Deirdre frowned with puzzlement as she studied the computer’s playback of the leviathan’s message. The same line drawings, repeated endlessly. The computer display automatically washed out the colorful splashes of pale yellow and brighter orange that made the line drawings difficult to distinguish.
It showed a small circle next to a sketch of a many-flippered leviathan. The circle must be us, Deirdre thought, and the leviathan figure must be him. Then the circle rose above the image of the leviathan, slowly heading away until the leviathan’s image dwindled and dropped out of the picture.
It knows we come from higher up in the ocean, Deirdre reasoned. But then the image of the circle faded gradually until it disappeared altogether. What’s that supposed to mean? she wondered.

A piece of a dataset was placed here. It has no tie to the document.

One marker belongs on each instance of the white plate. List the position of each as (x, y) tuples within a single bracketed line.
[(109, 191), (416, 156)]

“I’ll be damned!” Yeager snapped. “Look at that!”
Turning from her screens, Deirdre saw Max pointing at one of the diagnostic displays on Dorn’s control console.
“Sleep mode?” Andy said, peering at the printout. “What’s that mean?”
“His central computer’s shut down,” said Max.
“Shut down?”
“It’s an old computer programming trick. When the CPU inputs exceed the program’s design limits, the damned computer shuts down its active functions. The geeks used to call that ‘sleep mode.’ It’s from a dozen programming generations ago.”
“Why does it do that?” Corvus asked.
“To protect the core programs, keep them from getting infected or overstressed.”
Deirdre said, “But it’s harming Dorn.”
With a bleak nod, Yeager said, “His human half needs the mechanical systems. He’s got pumps inside him that run his endocrine system and servomotors that power his mechanical parts. His heart is mechanical; its function depends on those systems, too.”
“His heart’s shutting down?”
“It’s slowing,” Yeager replied. “The blood flow to his brain is too little to let him stay conscious.”
“But why’s the computer doing this?” Corvus demanded. “It’s killing him.”
Yeager shook his head. “Goddam bucket of chips is protecting itself and letting his human half die.”
“You’ve got to do something, Max!” Deirdre insisted.
“Yeah, I know. We’ve got to get out of here. But how? Dorn’s our pilot. I’m just his backup. You expect me to run this bucket while he’s unconscious?”
Leviathan began to wonder if the Elders had been right. Perhaps the alien isn’t really intelligent at all: It merely mimics the images we flash at it.
The vision Leviathan had idealized began to fade from his hopes for the future. The world might be much bigger than we had thought, it told itself, but there are no truly intelligent creatures in it, no one that we can communicate with, no one that we can learn from.
RESPONSIBILITIES
“We’ve got to get out of here,” Corvus repeated.
“I know,” Yeager agreed. His tone sounded tense, almost angry.
“Can’t you pilot this ship?”
Yeager hesitated, then answered, “In theory.”